Audio By Carbonatix
The Office of the Special Prosecutor (OSP) has revealed that contracts awarded to Strategic Mobilisation Ghana Limited (SML) by the Ghana Revenue Authority (GRA) and the Ministry of Finance were secured through self-serving official patronage rather than any genuine operational need.
This was disclosed in the OSP’s 2025 Half-Yearly Report, signed by Special Prosecutor Kissi Agyebeng, following investigations into SML’s engagement for revenue assurance services across the downstream petroleum sector, upstream petroleum production, and the minerals and metals value chain.
The report said that the investigations revealed no legitimate basis for contracting SML to perform the functions it claimed to provide.
According to the report, the contracts were promoted and secured through official sponsorship based on false and unverified claims about SML’s technical capacity and performance.
"The SML contracts were attended by egregious statutory breaches as mandatory prior approvals were wantonly disregarded by relevant officials who acted with increased emboldened impunity," it said.
The investigation also uncovered the absence of any credible financial management or verification system to ensure value for money.

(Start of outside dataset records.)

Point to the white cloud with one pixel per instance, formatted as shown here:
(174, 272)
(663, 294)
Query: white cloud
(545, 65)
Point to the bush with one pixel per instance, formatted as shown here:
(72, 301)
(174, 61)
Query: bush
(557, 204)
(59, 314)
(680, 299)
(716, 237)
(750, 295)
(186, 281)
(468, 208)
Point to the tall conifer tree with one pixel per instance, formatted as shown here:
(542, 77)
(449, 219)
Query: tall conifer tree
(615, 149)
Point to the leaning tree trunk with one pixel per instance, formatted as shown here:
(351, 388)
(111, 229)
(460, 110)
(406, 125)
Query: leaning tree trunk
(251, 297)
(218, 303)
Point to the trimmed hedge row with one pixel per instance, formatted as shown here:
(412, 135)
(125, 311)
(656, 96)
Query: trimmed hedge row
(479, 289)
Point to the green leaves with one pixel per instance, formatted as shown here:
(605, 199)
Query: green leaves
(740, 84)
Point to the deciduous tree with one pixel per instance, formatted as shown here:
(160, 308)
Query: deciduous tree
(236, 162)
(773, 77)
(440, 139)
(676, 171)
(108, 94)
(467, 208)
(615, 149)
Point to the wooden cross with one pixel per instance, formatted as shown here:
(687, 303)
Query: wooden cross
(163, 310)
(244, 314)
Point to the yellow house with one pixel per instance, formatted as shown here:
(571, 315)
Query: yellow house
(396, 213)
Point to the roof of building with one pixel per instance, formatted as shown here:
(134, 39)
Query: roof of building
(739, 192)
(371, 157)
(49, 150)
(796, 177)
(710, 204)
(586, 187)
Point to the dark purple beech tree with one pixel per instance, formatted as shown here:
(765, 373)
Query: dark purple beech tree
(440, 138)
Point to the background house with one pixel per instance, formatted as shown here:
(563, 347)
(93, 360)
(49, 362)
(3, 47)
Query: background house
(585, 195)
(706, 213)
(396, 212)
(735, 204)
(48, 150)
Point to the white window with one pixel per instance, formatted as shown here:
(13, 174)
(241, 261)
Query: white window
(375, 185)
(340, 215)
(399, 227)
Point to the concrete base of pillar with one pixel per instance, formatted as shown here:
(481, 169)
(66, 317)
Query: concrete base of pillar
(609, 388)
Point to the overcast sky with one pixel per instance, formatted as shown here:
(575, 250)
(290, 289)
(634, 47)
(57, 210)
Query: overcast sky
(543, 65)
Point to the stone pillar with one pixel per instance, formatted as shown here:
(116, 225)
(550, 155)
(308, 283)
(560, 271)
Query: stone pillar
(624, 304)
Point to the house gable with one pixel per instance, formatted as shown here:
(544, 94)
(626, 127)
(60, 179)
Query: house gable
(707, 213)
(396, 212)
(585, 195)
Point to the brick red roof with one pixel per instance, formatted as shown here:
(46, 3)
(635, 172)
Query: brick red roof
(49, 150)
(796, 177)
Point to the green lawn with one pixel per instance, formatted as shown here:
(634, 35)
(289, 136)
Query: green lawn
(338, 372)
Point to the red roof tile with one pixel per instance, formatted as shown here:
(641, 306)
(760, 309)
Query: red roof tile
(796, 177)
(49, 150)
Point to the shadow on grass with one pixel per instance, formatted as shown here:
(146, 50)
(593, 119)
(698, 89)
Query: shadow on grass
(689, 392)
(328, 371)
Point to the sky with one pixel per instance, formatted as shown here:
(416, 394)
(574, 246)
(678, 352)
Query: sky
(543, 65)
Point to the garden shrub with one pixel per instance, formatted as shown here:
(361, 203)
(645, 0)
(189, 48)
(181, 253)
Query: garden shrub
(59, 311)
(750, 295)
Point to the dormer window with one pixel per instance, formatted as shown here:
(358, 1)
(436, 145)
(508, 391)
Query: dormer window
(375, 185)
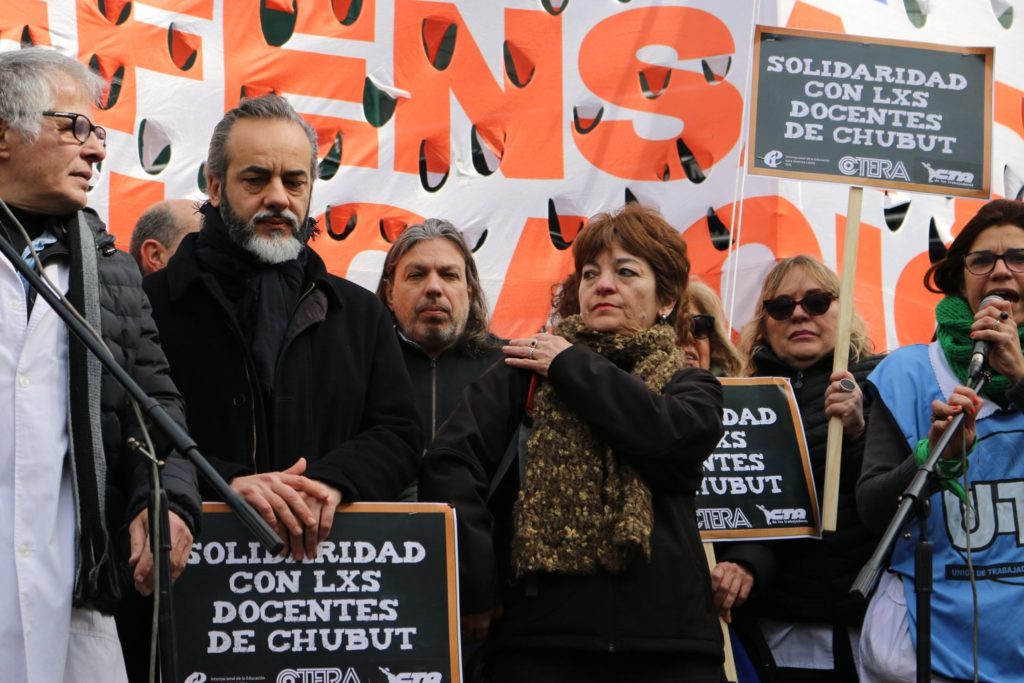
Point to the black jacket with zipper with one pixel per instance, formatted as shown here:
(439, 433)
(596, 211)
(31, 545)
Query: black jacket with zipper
(808, 580)
(341, 395)
(438, 383)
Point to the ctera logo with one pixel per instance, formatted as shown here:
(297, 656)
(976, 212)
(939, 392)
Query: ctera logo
(783, 515)
(947, 176)
(324, 675)
(873, 168)
(773, 159)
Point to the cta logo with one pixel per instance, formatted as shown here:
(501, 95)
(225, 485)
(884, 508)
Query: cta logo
(415, 677)
(321, 675)
(783, 515)
(947, 176)
(865, 167)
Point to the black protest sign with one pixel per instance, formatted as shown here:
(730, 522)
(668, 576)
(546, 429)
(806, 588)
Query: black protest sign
(758, 482)
(871, 112)
(377, 604)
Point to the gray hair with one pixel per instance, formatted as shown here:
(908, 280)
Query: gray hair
(155, 223)
(475, 337)
(30, 79)
(267, 108)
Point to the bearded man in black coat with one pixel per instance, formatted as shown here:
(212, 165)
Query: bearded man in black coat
(294, 384)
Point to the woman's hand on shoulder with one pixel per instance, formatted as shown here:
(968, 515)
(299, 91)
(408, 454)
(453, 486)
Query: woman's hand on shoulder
(995, 325)
(845, 400)
(535, 353)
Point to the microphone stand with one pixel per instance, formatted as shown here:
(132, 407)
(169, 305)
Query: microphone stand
(915, 499)
(180, 441)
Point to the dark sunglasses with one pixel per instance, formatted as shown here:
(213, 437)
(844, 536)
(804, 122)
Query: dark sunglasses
(81, 126)
(701, 326)
(983, 262)
(781, 307)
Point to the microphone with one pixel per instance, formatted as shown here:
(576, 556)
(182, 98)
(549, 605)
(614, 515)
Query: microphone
(980, 352)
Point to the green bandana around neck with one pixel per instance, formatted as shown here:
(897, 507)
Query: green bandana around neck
(954, 318)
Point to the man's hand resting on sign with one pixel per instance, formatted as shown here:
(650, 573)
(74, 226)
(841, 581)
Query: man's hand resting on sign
(731, 585)
(293, 505)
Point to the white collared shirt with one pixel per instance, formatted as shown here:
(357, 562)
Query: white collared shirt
(37, 510)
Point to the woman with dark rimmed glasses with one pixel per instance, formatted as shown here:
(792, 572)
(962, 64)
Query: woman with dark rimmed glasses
(798, 621)
(919, 390)
(710, 347)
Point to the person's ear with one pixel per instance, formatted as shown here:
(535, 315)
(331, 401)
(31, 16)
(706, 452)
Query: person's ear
(213, 188)
(388, 291)
(153, 256)
(667, 308)
(5, 138)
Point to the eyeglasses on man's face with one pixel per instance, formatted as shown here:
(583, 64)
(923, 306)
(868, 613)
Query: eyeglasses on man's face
(816, 303)
(81, 126)
(983, 262)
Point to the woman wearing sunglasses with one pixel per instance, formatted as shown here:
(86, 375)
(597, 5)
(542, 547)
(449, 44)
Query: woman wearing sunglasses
(920, 388)
(798, 622)
(710, 346)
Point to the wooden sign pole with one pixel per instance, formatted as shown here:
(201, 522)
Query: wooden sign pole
(730, 662)
(842, 356)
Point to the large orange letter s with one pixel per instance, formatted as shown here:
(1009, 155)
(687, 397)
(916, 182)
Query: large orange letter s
(710, 109)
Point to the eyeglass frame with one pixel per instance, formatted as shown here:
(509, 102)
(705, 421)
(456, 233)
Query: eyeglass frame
(99, 131)
(995, 258)
(711, 326)
(830, 296)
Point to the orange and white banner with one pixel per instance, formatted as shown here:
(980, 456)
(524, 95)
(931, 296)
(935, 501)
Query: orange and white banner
(516, 119)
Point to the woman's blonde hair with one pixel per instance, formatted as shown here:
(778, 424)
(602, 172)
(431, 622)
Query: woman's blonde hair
(725, 358)
(755, 335)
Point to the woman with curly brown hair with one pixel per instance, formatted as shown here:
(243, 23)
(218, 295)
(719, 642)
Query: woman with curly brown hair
(587, 563)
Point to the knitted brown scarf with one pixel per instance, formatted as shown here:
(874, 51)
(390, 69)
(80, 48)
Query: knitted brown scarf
(580, 506)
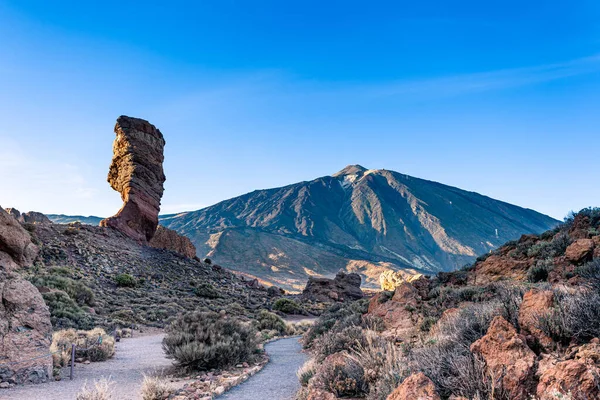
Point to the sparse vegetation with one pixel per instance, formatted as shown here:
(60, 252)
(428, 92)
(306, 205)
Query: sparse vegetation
(125, 280)
(287, 306)
(205, 340)
(155, 388)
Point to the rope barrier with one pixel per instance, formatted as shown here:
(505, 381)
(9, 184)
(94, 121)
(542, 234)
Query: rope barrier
(98, 342)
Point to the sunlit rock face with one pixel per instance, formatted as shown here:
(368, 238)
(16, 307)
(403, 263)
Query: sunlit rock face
(137, 173)
(25, 328)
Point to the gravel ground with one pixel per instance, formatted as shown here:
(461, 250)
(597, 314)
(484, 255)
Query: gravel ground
(277, 380)
(134, 357)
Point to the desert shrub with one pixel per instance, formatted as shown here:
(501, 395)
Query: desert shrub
(559, 244)
(94, 345)
(286, 306)
(206, 290)
(155, 388)
(65, 312)
(539, 271)
(575, 317)
(384, 364)
(590, 272)
(125, 280)
(343, 379)
(205, 340)
(340, 316)
(268, 321)
(101, 390)
(75, 289)
(306, 372)
(447, 360)
(334, 341)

Payments to SML, the report stated, were structured on an automatic basis and were not tied to actual performance, a situation that resulted in substantial financial loss to the Republic.

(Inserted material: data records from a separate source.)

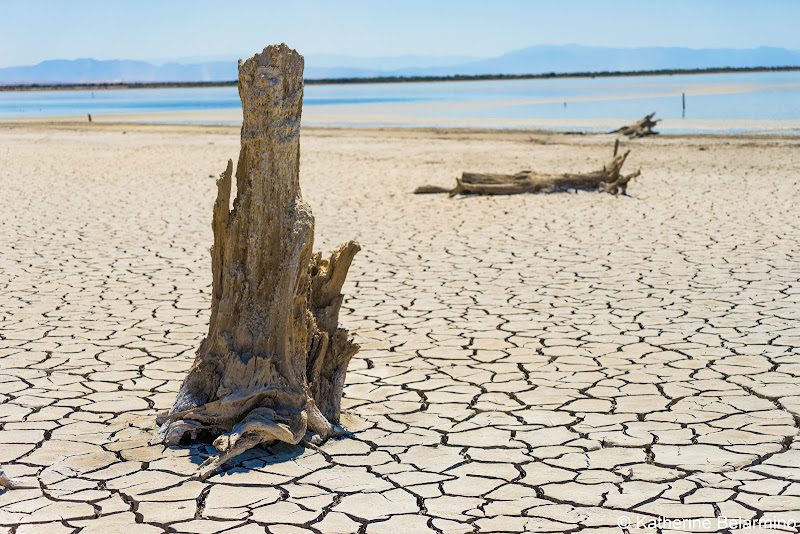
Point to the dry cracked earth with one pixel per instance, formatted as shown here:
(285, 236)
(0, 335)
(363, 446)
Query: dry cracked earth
(536, 363)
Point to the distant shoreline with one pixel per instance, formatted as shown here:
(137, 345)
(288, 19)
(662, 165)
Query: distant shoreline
(394, 79)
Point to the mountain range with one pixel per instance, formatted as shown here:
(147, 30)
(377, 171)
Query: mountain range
(532, 60)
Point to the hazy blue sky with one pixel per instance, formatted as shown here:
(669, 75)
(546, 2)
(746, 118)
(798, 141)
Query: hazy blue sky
(34, 30)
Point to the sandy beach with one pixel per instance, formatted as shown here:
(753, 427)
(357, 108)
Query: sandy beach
(548, 363)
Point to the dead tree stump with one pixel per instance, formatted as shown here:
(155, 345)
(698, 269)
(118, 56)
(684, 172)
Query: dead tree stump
(608, 179)
(273, 364)
(641, 128)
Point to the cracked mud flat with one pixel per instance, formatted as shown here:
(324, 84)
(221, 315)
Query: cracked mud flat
(529, 363)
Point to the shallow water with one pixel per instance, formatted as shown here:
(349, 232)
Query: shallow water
(732, 96)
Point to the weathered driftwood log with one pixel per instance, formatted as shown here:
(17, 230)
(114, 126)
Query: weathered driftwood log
(273, 364)
(640, 128)
(607, 179)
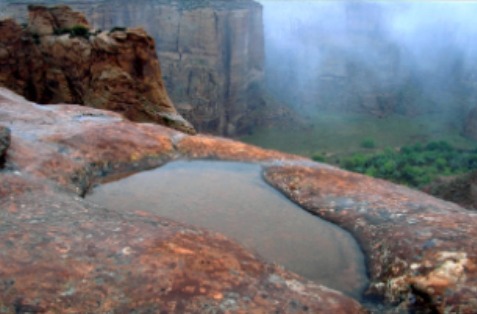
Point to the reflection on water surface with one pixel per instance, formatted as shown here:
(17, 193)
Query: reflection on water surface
(231, 198)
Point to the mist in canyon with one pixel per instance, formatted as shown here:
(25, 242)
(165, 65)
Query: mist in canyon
(380, 58)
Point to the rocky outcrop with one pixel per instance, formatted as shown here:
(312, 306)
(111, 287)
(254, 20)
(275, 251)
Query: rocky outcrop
(461, 189)
(56, 59)
(63, 254)
(211, 54)
(420, 250)
(4, 143)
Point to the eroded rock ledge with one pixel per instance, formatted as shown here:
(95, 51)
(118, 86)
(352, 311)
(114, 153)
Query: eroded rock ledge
(64, 254)
(58, 58)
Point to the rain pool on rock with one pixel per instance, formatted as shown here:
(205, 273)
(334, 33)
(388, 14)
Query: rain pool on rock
(232, 198)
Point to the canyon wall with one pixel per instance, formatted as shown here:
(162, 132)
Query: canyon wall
(57, 58)
(373, 57)
(211, 53)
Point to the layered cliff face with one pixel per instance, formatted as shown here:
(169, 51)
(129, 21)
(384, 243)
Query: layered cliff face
(57, 58)
(211, 53)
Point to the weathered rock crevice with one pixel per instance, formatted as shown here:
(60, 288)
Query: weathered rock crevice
(4, 143)
(57, 59)
(211, 53)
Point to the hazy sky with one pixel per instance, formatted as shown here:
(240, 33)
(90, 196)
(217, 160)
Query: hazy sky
(308, 40)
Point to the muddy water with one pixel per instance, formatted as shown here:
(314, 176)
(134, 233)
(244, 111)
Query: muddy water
(232, 198)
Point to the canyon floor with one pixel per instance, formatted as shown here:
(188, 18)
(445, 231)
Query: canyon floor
(341, 133)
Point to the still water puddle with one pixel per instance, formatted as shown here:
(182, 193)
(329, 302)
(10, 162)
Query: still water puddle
(231, 198)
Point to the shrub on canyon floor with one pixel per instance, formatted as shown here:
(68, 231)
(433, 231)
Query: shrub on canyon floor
(413, 165)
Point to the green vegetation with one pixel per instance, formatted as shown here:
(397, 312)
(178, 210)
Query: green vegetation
(339, 135)
(414, 165)
(407, 150)
(368, 143)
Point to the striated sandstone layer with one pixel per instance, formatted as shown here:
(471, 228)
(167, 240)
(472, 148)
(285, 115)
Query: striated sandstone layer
(56, 59)
(211, 52)
(421, 251)
(61, 254)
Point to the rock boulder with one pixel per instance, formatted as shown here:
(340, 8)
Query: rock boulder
(57, 59)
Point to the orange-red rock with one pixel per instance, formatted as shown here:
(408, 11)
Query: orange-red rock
(57, 59)
(421, 251)
(63, 254)
(4, 143)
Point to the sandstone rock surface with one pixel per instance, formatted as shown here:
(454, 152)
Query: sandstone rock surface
(4, 143)
(56, 59)
(211, 52)
(63, 254)
(421, 251)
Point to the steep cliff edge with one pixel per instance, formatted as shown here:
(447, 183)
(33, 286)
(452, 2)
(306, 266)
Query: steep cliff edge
(211, 52)
(57, 59)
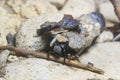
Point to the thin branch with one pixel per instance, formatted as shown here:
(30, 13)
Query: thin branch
(116, 5)
(42, 55)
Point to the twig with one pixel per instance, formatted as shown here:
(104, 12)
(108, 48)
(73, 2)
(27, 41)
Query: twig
(116, 5)
(42, 55)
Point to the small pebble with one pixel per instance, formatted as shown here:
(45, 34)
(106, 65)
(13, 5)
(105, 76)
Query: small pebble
(3, 61)
(12, 58)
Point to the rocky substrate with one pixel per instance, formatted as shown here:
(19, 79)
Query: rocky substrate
(23, 18)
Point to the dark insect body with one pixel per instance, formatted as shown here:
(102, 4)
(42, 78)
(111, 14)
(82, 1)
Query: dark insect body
(60, 49)
(69, 24)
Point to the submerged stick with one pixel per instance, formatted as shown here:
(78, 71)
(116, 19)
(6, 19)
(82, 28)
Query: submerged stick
(43, 55)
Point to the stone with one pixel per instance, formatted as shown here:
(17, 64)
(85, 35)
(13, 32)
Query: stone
(78, 7)
(106, 8)
(103, 55)
(30, 8)
(26, 36)
(12, 58)
(105, 36)
(8, 24)
(58, 3)
(3, 61)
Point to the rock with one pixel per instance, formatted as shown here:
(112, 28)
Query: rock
(30, 8)
(78, 7)
(3, 61)
(117, 38)
(106, 8)
(58, 3)
(2, 78)
(105, 36)
(26, 36)
(12, 58)
(103, 55)
(8, 24)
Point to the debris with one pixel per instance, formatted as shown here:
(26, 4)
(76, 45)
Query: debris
(72, 63)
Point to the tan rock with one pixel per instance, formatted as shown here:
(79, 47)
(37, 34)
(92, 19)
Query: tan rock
(78, 7)
(8, 24)
(30, 8)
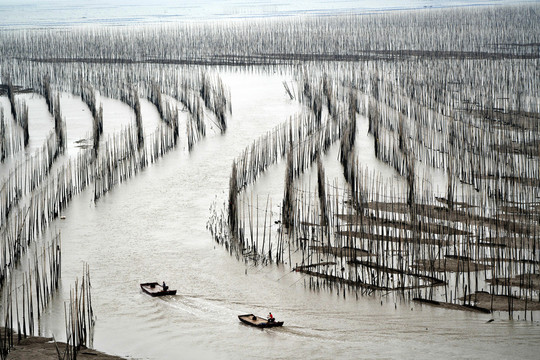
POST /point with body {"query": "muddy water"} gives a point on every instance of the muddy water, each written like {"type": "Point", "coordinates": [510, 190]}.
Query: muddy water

According to the OSP, former Finance Minister Kenneth Nana Yaw Ofori-Atta; his former Chef de Cabinet, Ernest Darko Akore; former GRA Commissioners-General Emmanuel Kofi Nti and Ammishaddai Owusu-Amoah; former Customs Commissioner Isaac Crentsil; former Customs Commissioner and Jaman South MP, Col. (rtd) Kwadwo Damoah; and SML’s Chief Executive and beneficial owner, Evans Adusei, conspired to influence the procurement process to secure unfair advantage for SML.
The report states that the group acted together to establish what it described as a criminal enterprise aimed at manipulating procurement processes for transaction audit services, external price verification, and measurement audits in the petroleum and minerals sectors, purportedly on behalf of the Government of Ghana through the Ministry of Finance and the GRA.
"The actions of these persons created the opportunity for SML to largely pretend to perform the services under the various contracts – leading to immense financial loss to the Republic of about One Billion Four Hundred and Thirty-Six Million Two Hundred and Forty-Nine Thousand Eight Hundred and Twenty-Eight Cedis Fifty-Three Pesewas (GH₵1,436,249,828.53)," the OSP said.
It said investigators also rejected claims used to justify the contracts, including assertions that SML possessed unique technical expertise or patented technology capable of significantly improving revenue assurance. The report described these representations as false and misleading.
On October 31, 2025, following the presentation of the investigation’s outcome, the President directed the immediate cancellation of all public procurement contracts awarded to SML by the GRA and the Ministry of Finance.
According to the OSP, the intervention saved the Republic approximately GH¢5.73 billion.
"The accused in the SML case deliberately sought to deprive the Republic of a further Two Billion Seven Hundred and Ninety-Nine Million Six Hundred and Four Thousand Eight Hundred and Sixty-Four United States Dollars Seventy-One Cents (US$ 2,799,604,864.71)," the OSP added.